Hello, dear friend, you can consult us at any time if you have any questions, add WeChat: daixieit

Module 05 — Data Wrangling

Assignment 05

Instructions

Create a Python Notebook with your response to the following questions and ensure that you explain the results from each question. Your work must be presented neatly; include your name in the notebook and indicate which question you are answering. You are welcome (and encouraged) to use this assignment template to help with the presentation of your solution. Click the following link to download the DS3000 Assignment Template.

(https://northeastern.instructure.com/courses/166788/files/25545331?wrap=1)

Question 1: Office of Addiction Services and Support chemical dependence treatment programs (50 pts)

The Office of Addiction Services and Support publishes a dataset on reported admissions of people in certified chemical dependence treatment programs throughout New York State (NYS). This dataset includes the number of admissions to certified treatment programs aggregated by the program category, county of the program location, age group of client at admission, and the primary substance of abuse group.

For more information on the dataset, visit the following website (https://data.ny.gov/Human-Services/Chemical-Dependence-Treatment-Program-Admissions-B/ngbt-9rwf) .

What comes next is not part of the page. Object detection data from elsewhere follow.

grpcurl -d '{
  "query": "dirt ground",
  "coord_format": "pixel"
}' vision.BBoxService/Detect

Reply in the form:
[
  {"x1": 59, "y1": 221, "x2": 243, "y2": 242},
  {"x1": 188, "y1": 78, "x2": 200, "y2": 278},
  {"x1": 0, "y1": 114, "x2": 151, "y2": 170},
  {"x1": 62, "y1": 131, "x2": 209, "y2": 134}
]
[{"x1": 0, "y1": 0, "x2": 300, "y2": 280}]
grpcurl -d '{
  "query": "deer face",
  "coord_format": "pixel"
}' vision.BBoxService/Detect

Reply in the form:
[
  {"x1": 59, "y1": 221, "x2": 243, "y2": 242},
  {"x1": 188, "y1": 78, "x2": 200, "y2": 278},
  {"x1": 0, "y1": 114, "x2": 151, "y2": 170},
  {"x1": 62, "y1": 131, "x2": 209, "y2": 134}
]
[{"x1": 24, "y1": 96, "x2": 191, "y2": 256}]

Dataset: source files (https://data.ny.gov/api/views/ngbt-9rwf/rows.csv) | Click this link to view a description of each field. (https://data.ny.gov/Human-Services/Chemical-Dependence-Treatment-Program-Admissions-B/ngbt-9rwf)

You are given the task of performing a comprehensive analysis of the admission statistics from 2007 to 2021 and summarize your findings.

1. (0 pts) Load the data directly from the url into a dataframe. Here is the direct link to the data: https://data.ny.gov/api/views/ngbt-9rwf/rows.csv (https://data.ny.gov/api/views/ngbt-9rwf/rows.csv)

2. (5 pts) Evaluate the dataset to determine if ALL variables are represented in their expected type. Convert variables to suitable data types (if needed) and perform at least one additional data preparation step.

3. (10 pts) Visualize the distribution of Age Groups, Program Category, Primary Substance Group, and Admissions. Ensure that you choose an appropriate graph based on the type of data. Explain each chart.

4. (5 pts) Create a function called annualAdmissions() that calculates the total number of reported admissions that transpired each year, for the entire state of NY and display the results using a line chart. Annotate the chart to show the year with the highest number of admissions. Execute the function in a new cell. Explain the chart and discuss any patterns or trends that you have observed over time.

5. (10 pts) Create a function called annualAdmissionsByCounty(year). The function should take the year as input, filter the data to find all admissions for that year and calculate the proportion of admissions grouped by county. For example, if the year is 2007, the function should calculate the admissions as follows: county A 75%, county B 20% and county C 2.5%, etc. Display a bar chart with the top 10 counties. Using a new cell, visualize the annualAdmissionsByCounty() for the last 10 years. What are the patterns that you have observed?

Note: Ensure that you visualize the results.

6. (10 pts) Filter the data, and extract all admissions to the various “Rehab” facilities; i.e. you should perform a case-insensitive match for all facilities that include the word rehab, rehabilitation, etc. Using the filtered data, identify which substance is the most prominent among each age group. Visualize and explain the results.

7. (10 pts) Using the filtered “rehab” data from question 6 above, identify any patterns in the admission to rehab facilities in any 5 counties and substance groups.

Explain your observations.

8. (5 pts)[optional/bonus] Create any (1) visualization of your choice to demonstrate something interesting about the data. Ensure that you explain what you will demonstrate and the results.

Note: Ensure that all visualizations have a title and label both the x and y axes; all numeric calculations should be rounded to 2 decimal places.

Deliverable

Include your name at the top of your notebook (in a markdown cell) along with the assignment number.

Ensure that your Python code is in a code cell and that it executes without errors.

Submit a .ipynb file named as DS3000.A5.FirstName.LastName.ipynb where FirstName.LastName is your first and last name, e.g., DS3000.A5.Jane.Smith.ipynb.

Submission Details

Submit the assignment, by the due date, by clicking on the "Submit Assignment" button and attaching the required file(s). The submission link is available for two days after the due date with late submissions accepted until Tuesday with a 10% penalty for each late day. No late submissions are accepted past Tuesday.

Early Submission: Submit this assignment by Friday 11:59PM ET to receive 5 bonus points.